As opposed to what you think about the haredi draft dodging issue, and with all due respect (and there is much respect) to political crises and screaming headlines, in two weeks or two months we will likely not even remember this national drama.
It is true that we can see a little more understanding among the haredim to the needs of the State, but we should not be exaggerating: They will make a symbolic sacrifice, and continue to live their utterly different lives in complete separation.
They will enlist for, mostly, national and civil service, and that too is dignified and appropriate. However, we should not be breaking into dance: They will not be flooding the IDF’s draft offices.
And as to the IDF, there should be no mistake about it: the enlistment of large numbers of haredi soldiers (as well as national-religious soldiers in recent years) will require the army to create a new way of life and introduce new codes of conduct at many units, including the seclusion of women.
We have been there before: In the 1960s, no military vehicle was allowed to travel on the Shabbat unless it received a permit from a major-general.
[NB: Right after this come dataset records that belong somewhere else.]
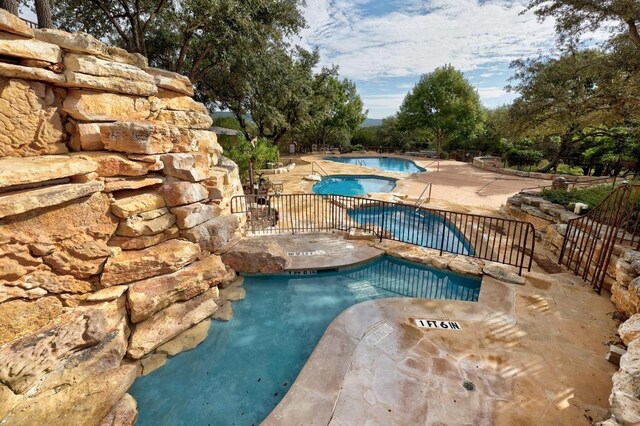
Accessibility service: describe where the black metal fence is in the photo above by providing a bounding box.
[559,183,640,293]
[231,194,536,274]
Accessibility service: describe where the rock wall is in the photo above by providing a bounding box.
[0,12,244,425]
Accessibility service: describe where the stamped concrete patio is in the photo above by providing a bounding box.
[249,234,618,425]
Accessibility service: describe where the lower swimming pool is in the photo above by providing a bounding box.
[312,175,396,196]
[129,256,480,425]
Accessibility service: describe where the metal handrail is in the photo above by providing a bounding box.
[415,182,432,209]
[231,193,535,274]
[424,160,440,173]
[311,162,329,177]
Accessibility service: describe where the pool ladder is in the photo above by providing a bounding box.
[356,159,366,167]
[311,161,329,176]
[415,182,433,209]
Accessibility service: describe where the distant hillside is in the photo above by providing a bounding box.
[362,118,383,127]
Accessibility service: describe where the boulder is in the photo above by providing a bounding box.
[161,153,210,181]
[103,46,148,68]
[221,240,288,274]
[0,155,96,190]
[154,110,213,129]
[0,297,63,346]
[219,285,246,301]
[610,390,640,426]
[0,61,65,84]
[72,151,162,177]
[156,319,211,356]
[34,28,107,55]
[145,67,194,95]
[447,257,484,276]
[1,366,136,426]
[86,285,128,302]
[116,207,176,237]
[182,215,241,253]
[127,255,226,322]
[2,270,92,295]
[0,9,34,37]
[158,181,209,207]
[100,121,173,154]
[0,78,66,157]
[104,176,165,192]
[170,202,221,229]
[101,239,201,286]
[0,181,105,219]
[0,32,61,63]
[127,288,218,359]
[110,192,166,218]
[64,53,154,84]
[108,226,179,250]
[69,122,104,151]
[173,129,222,154]
[482,263,526,285]
[619,314,640,346]
[156,89,207,113]
[98,394,138,426]
[63,89,151,121]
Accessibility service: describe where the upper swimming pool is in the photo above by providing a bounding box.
[129,256,480,426]
[312,175,396,196]
[323,156,425,174]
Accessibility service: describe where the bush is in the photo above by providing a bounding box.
[352,144,365,151]
[541,184,616,209]
[504,148,543,168]
[219,136,279,180]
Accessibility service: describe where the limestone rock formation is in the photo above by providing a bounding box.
[63,90,151,121]
[0,32,61,63]
[156,319,211,356]
[221,240,289,273]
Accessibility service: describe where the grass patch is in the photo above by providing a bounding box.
[541,184,616,209]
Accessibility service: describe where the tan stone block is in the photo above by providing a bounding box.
[0,297,63,346]
[72,151,162,177]
[110,192,166,218]
[182,215,241,253]
[188,129,223,154]
[64,53,154,83]
[161,153,210,181]
[155,109,212,129]
[34,28,107,55]
[0,181,104,219]
[0,78,66,157]
[63,89,151,121]
[156,319,211,356]
[101,121,174,154]
[69,122,104,150]
[63,71,157,96]
[158,181,209,207]
[102,45,148,68]
[116,207,176,237]
[127,288,218,359]
[104,176,165,192]
[157,88,207,113]
[108,226,179,250]
[128,255,225,322]
[0,32,61,63]
[0,61,65,84]
[101,239,201,286]
[0,9,34,37]
[170,202,221,229]
[0,155,96,189]
[146,67,193,95]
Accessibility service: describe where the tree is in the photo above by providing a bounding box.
[35,0,52,28]
[525,0,640,50]
[397,65,484,154]
[0,0,18,15]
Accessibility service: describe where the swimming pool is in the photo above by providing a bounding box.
[312,175,396,196]
[129,256,480,425]
[349,205,473,255]
[324,156,425,174]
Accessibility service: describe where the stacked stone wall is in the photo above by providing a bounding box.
[0,12,244,424]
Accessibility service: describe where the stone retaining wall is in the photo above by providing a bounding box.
[473,156,607,182]
[0,13,244,425]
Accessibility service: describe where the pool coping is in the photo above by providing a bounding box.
[322,154,427,174]
[263,273,513,425]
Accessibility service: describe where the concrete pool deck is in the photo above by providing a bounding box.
[276,154,550,213]
[252,234,618,425]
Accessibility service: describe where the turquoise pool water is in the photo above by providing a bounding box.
[324,156,425,173]
[312,175,397,196]
[129,256,480,426]
[349,205,473,255]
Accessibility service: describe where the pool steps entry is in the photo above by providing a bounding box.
[231,194,535,274]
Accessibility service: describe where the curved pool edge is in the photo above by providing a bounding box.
[322,155,427,174]
[263,275,515,425]
[312,174,398,197]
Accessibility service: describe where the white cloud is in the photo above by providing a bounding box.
[477,86,508,99]
[299,0,559,81]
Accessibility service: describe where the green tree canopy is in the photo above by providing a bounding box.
[396,65,484,154]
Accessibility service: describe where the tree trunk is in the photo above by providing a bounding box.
[537,132,572,173]
[0,0,18,15]
[627,20,640,50]
[35,0,52,28]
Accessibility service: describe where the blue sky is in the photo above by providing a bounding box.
[297,0,560,118]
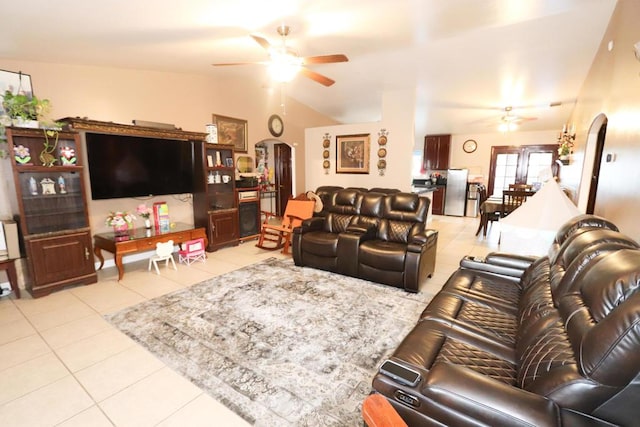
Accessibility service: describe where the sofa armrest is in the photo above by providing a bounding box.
[485,252,538,269]
[459,254,532,278]
[296,216,325,233]
[421,363,560,427]
[408,229,438,248]
[346,223,376,239]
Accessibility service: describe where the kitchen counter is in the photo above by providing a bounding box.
[411,184,445,194]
Do we really want to go back in the time tunnel?
And while we’re talking about the IDF, with all due respect (and there is much respect) to reports in recent years about the Israeli army’s rehabilitation and its return to being “one of the most powerful militaries in the world,” we must pay attention to some more recent reports.
IDF reservists who returned from a long bout of service recently claimed that they encountered many flaws, unpreparedness, and indifference to the problems. They said that the state of the army is far from what we are being told.
If they are wrong, nothing happened. But what if they’re right?